I also want to mention that where you are in your writing journey matters, too. If you're actively submitting or close to submitting, start thinking about it as a professional. But if you're thinking about submitting "one day" then this isn't anything you have to worry about yet. Your focus is better spent developing your voice, working on your craft, honing your storytelling skills. Get yourself close to (or at) a professional writing level, then start working on that professional mindset. (Though there's nothing wrong with doing it earlier if you want to. Just don't feel pressured to do so if you're not ready)

Writing is an art, but publishing is a business, and books are a product. Just like the chefs on the NFNS, a little preparation on how to best present yourself and your work, and to do it in a way that says "I'm marketable" goes a long way. While you certainly don't have to know everything, practicing the skills a professional author needs can help you come across as a professional.

And sometimes, that little edge is all you need to win.


  1. Excellent post. I love your perspective.

  2. Love that show, and a great comparison.

  3. A good point. I haven’t seen that particular show, but I've seen similar ones and wonder, "How could they have not been expecting that?" They done it for five seasons?

    I'm one the gets tongue-tied, always have. It has been said I'm a wee bit shy as well.

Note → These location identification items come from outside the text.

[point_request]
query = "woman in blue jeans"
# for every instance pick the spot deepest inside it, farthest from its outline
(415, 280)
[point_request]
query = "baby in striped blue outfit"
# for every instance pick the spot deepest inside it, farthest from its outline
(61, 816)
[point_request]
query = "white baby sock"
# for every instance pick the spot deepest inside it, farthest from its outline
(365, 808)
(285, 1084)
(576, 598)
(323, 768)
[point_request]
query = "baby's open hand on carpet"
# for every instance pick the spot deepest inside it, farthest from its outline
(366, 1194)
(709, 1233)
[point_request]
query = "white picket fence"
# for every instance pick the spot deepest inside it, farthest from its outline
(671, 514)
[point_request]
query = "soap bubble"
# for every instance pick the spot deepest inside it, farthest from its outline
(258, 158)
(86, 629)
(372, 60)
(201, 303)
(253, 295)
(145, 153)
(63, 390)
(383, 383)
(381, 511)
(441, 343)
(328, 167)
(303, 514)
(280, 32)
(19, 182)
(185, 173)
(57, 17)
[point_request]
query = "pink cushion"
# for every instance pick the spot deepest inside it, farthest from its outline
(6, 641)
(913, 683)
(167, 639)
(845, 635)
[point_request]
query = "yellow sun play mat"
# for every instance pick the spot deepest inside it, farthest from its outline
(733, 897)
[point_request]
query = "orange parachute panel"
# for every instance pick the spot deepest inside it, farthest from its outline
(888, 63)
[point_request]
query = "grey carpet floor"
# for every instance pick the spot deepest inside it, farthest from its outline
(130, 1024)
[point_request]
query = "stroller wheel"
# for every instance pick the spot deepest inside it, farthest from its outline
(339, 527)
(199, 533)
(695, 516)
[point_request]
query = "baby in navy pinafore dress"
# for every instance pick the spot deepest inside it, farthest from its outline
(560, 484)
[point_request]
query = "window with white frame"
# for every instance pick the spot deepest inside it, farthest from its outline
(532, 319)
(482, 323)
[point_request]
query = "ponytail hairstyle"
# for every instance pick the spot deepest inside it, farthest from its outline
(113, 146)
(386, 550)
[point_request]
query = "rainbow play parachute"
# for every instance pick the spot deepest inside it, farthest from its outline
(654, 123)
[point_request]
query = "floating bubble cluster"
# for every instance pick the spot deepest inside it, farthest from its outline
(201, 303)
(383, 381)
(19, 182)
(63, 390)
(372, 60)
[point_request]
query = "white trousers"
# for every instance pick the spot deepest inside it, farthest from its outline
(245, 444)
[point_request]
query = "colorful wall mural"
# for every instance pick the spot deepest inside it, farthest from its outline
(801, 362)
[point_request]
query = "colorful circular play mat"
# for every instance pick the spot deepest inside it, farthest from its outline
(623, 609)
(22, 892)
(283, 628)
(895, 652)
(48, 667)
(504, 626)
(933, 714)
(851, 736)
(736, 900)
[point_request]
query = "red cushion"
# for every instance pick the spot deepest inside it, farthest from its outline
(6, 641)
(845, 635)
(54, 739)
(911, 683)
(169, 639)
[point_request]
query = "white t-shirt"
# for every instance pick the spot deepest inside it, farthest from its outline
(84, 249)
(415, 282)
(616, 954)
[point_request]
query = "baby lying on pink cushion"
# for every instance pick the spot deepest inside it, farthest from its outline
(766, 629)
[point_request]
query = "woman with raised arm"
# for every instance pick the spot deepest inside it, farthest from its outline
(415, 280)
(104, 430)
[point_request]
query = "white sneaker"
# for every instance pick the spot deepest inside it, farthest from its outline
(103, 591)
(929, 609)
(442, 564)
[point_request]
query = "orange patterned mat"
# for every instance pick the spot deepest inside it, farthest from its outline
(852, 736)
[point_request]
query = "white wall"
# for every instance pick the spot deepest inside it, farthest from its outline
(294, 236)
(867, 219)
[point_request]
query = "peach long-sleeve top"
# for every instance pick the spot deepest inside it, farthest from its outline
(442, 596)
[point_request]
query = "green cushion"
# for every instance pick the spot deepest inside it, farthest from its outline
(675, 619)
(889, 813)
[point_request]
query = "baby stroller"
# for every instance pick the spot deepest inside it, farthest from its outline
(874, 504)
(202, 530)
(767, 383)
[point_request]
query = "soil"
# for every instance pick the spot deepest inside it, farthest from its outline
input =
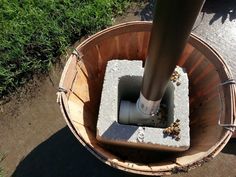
(34, 138)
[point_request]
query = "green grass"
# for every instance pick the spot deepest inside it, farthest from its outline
(1, 172)
(33, 33)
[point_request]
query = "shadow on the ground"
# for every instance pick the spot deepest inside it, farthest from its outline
(222, 10)
(63, 156)
(230, 148)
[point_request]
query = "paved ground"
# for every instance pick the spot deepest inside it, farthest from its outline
(34, 139)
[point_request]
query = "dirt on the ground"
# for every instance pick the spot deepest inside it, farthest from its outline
(34, 139)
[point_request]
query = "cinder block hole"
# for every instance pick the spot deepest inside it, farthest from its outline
(129, 89)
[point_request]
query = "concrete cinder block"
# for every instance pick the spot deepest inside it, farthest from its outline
(123, 81)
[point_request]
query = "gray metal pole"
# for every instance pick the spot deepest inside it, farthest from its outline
(172, 25)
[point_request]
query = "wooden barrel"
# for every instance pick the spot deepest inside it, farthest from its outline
(212, 99)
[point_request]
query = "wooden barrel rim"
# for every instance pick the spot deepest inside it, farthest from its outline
(146, 26)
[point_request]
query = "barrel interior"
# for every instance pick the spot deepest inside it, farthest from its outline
(84, 78)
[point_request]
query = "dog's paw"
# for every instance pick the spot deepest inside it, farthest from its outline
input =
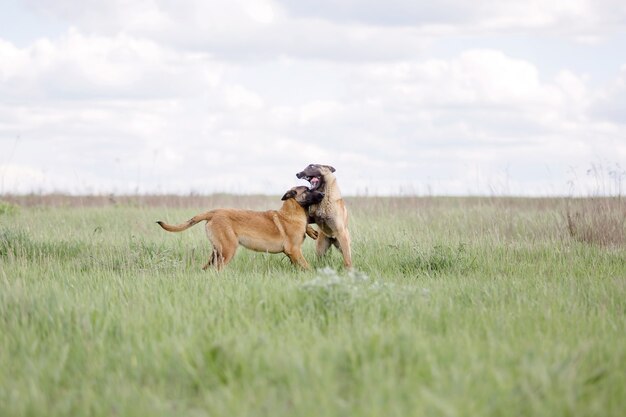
(313, 234)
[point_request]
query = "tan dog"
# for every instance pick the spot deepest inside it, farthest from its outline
(330, 214)
(272, 231)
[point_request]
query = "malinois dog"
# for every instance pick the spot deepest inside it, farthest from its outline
(272, 231)
(330, 214)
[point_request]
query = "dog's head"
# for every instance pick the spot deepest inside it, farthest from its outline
(314, 174)
(304, 196)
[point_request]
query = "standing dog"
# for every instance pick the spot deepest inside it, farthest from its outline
(272, 231)
(330, 214)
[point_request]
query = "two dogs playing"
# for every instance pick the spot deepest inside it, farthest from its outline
(282, 230)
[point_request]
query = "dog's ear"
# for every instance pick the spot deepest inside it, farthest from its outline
(289, 194)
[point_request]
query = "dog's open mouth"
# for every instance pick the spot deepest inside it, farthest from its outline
(314, 181)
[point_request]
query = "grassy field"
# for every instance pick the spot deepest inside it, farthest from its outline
(456, 307)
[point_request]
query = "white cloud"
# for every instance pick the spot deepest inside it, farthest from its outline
(238, 96)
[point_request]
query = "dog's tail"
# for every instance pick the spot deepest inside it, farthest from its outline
(191, 222)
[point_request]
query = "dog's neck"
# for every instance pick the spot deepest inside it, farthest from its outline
(331, 188)
(292, 205)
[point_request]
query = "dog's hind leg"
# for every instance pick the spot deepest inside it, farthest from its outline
(296, 257)
(343, 241)
(213, 260)
(322, 244)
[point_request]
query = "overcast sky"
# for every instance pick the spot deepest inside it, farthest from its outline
(400, 96)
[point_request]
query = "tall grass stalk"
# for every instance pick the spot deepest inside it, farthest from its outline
(456, 307)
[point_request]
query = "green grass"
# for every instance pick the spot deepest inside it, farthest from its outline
(457, 307)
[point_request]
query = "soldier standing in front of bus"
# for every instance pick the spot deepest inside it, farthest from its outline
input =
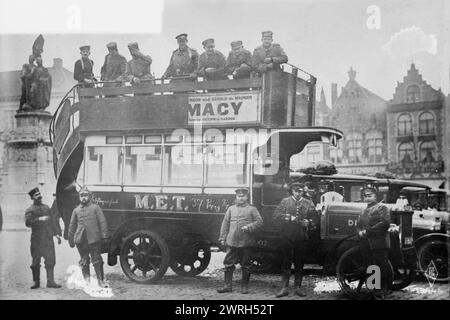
(269, 55)
(211, 63)
(87, 230)
(240, 222)
(44, 226)
(294, 212)
(239, 61)
(375, 242)
(184, 60)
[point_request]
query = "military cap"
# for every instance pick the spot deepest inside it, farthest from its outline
(241, 191)
(268, 34)
(33, 191)
(235, 44)
(207, 41)
(181, 36)
(84, 190)
(133, 45)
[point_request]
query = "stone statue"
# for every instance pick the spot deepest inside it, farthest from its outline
(36, 81)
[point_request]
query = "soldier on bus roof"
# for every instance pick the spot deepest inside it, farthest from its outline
(237, 233)
(139, 67)
(211, 63)
(239, 62)
(269, 55)
(114, 66)
(84, 67)
(184, 60)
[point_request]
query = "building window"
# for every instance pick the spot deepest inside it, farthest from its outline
(406, 152)
(412, 94)
(404, 124)
(354, 147)
(427, 151)
(426, 123)
(374, 142)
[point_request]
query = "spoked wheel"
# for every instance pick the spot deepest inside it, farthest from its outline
(191, 261)
(433, 260)
(144, 256)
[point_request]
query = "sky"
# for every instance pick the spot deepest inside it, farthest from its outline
(377, 38)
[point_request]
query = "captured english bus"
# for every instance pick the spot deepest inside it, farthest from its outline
(163, 159)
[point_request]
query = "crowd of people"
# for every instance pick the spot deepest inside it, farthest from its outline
(185, 62)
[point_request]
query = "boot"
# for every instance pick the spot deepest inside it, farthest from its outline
(86, 273)
(285, 284)
(299, 290)
(50, 279)
(245, 280)
(100, 275)
(228, 287)
(36, 277)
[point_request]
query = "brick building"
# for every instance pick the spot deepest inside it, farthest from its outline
(416, 131)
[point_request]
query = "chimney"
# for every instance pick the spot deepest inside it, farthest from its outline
(57, 63)
(333, 94)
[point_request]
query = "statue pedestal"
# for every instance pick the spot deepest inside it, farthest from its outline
(28, 164)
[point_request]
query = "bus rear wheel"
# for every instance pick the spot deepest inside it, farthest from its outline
(144, 256)
(191, 261)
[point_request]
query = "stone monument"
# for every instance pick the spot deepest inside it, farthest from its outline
(28, 148)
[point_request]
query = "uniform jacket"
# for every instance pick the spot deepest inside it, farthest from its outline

What happen to the hermit sigma?

  4. Thanks for the reminder that this is a business (a creative business, but business nontheless). I'm not quite to that point yet, but hope to be ready to hit the ground skipping (I don't like to run) when I am.

  5. Great comparison. Funny how other parts of life teach us things about our writing.

  6. Great advice and how interesting that they have the NFNS contestants do that! An elevator pitch for my MS is something I definitely need to work on. It's always good to have that ready.

  7. I've had this "I'll need to be prepped for this by the time I'm ready to submit a novel to agents" attitude for awhile. I've been nudging myself out of that future tense and into the present, but I may have to kick myself in the behind.

    Fortunately, I'm the type of writer who actively talks about what I'm writing when asked (it doesn't stymie me), so I've already gotten to play with potential elevator pitches... and learned thereby that most people don't understand the term for what one narrator is, so then I have to go back and explain it. >_<

    I get shocked myself by all the folk who assume you have to pay to get published. ...Wait. You have to buy supplies if you're making, say, crochet booties for resale. Maybe people deem the expense of producing the hard copy book as supplies? Hrm.

  8. Great analogy -- I love analogies like this.

    One thought I had was that while it is nearly unforgivable for contestants on that show to be surprised when asked to present on camera -- as in, how could they not have known? It's a TV show? --- there are always those producers out there who don't tell their contestants fully what's going on. I liken that to unscrupulous agents or POD publishers.

    But your point is doubly valid in those cases. If you're entering into any kind of venture, research it yourself and don't rely on being told what is what by people.

  9. I love how you've applied something from one endeavor into another. It is very similar. I've noticed how people seem unprepared, though I've done that a bit in a job interview because my mind went blank and forgot my coherent reasons for wanting the library job. "I love books." (smacks head)

  10. The most common questions I get when folks hear I published a book are:

    1. Did you self publish?
    2. How much did it cost?
    3. What's it called?

    I think unless you write, you just don't know the business and don't understand it. And with all the self published ads out there, it makes sense that that's the first thing to pop to someone's mind. There's even a self publishing billboard I passed the other day. A billboard! And I live in a somewhat small town.